帝の子が生まれる際、漢文で公式記録をつけるのは通例とされる。
出生日を占うなど、様々な用途があるためですが、道長はそれだけでは満足できない。まひろの元へきて、中宮の出産記録をつけるように頼むのです。
もしこれが、ききょう辺りならば「おまかせを!」と即答しそうな場面ですが、面倒くさい性格のまひろは、こうきました。
「公の記録など私には……」
道長も譲りません。
中宮様の弱った姿、晴れの姿を書かせ、あとに続く娘に残したいと言うのです。
「承知仕りました」
理由がわかって承諾するまひろですが、あまり嬉しそうではありません。
もしかしたら、物語と並行して執筆することになるマルチタスクが面倒なのかもしれません。嫌な気持ちが顔にチラッと出ております。
各人の思惑が複雑に交錯する中宮の出産がいよいよ迫りました。
中には彼女の死を望む者もいます。
定子も産褥死を遂げておりますから、政敵としてはそれを望むでしょう。
道長にしたって一大ギャンブルです。
“皇子”の生誕という、あまりにも不確定要素が大きい日本のような外戚政治が、何代にもわたって展開する例は珍しい。
とにかく権力者にとっては、弊害も大きいし、運の要素が大きすぎました。
中宮も弱気になって、定子の死を思い出しつつ、「私は死ぬのか……」とぼんやりとした顔で弱気になっています。
と、まひろが中宮の元へ呼ばれました。
まひろが体調を気遣うと、中宮はわからぬと答え、母の倫子を呼ぼうとすると、心配はかけたくないと答えるいうのです。
「中宮様のお気持ちはわかります」
まひろも娘のお産は心配でたまらなかったと励ますと、中宮も「そなたもそうであったか」と一安心。すっかり信じ切っていますね。
「帝がお喜びになるお顔を思い浮かべれば、きっと不安は遠のく」
まひろは、帝に対する中宮の愛を踏まえて最適解を出しましたね。中宮が仏教に熱心なら、御仏でも持ち出しそうに思えます。

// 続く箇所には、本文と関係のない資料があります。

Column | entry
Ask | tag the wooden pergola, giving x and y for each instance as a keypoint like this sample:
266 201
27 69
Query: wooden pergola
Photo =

このドラマのまひろが明かすはずはないですが、彼女の場合は『源氏物語』の藤壺と同じく、密通が判明しかねないスリルもあり、そりゃもう辛かったことでしょう。
まひろはメンタルがタフなのでわかりにくいとはいえ。
「菊の着せ綿」
うつらうつらしているまひろ。
その横には、菊の花と綿が見えます。
『紫式部日記』には、寛弘5年(1008年)9月9日、重陽の節句の際、倫子が紫式部に「菊の着せ綿」を贈った話が書かれています。
日本には、中国由来の五節句を祝う風習があります。
人日:1月7日
上巳:3月3日、桃の節句、流水の宴もこの日に行われる
端午:5月5日、現在は子どもの日
七夕:7月7日
重陽:9月9日
現代では3月、5月、7月が行事として残っているように見えて、実は1月と9月も消え去ったわけではありません。
7月は祝日ではないものの、七夕は行事として定着しています。
1月は成人の日。
9月は敬老の日。
形を変えて残っているとも考えられるのです。
一桁の奇数最大値である9は、長寿を祝う日です。
その前日に菊に真綿で覆い、夜露で濡らしたものが「菊の着せ綿」となります。願いとしては老いを拭う、つまりはアンチエイジングです。
はぁ? 何それ! 私が老けて見えるってコト!?
こんな風に解釈するかどうかは人による。しかし、敢えてそれを示すような小道具があるというのは、どういうことでしょうか。
有名なエピソードだし、使いたかったけれども、入れる余裕がないということですかね。あるいはプロットの邪魔になってしまう。でも知らないわけじゃないよ。
そんな思いも感じられるような気がしなくもありません。
ちなみに2009年の大河ドラマ『天地人』では、「北の関ヶ原」と称され、主人公である直江兼続にとって見せ場となる【慶長出羽合戦】が一瞬で終わりました。
しかしどういうわけか、この合戦で活躍する最上義光の兜を被ったシルエットと、前田慶次の朱槍だけは画面に登場したのです。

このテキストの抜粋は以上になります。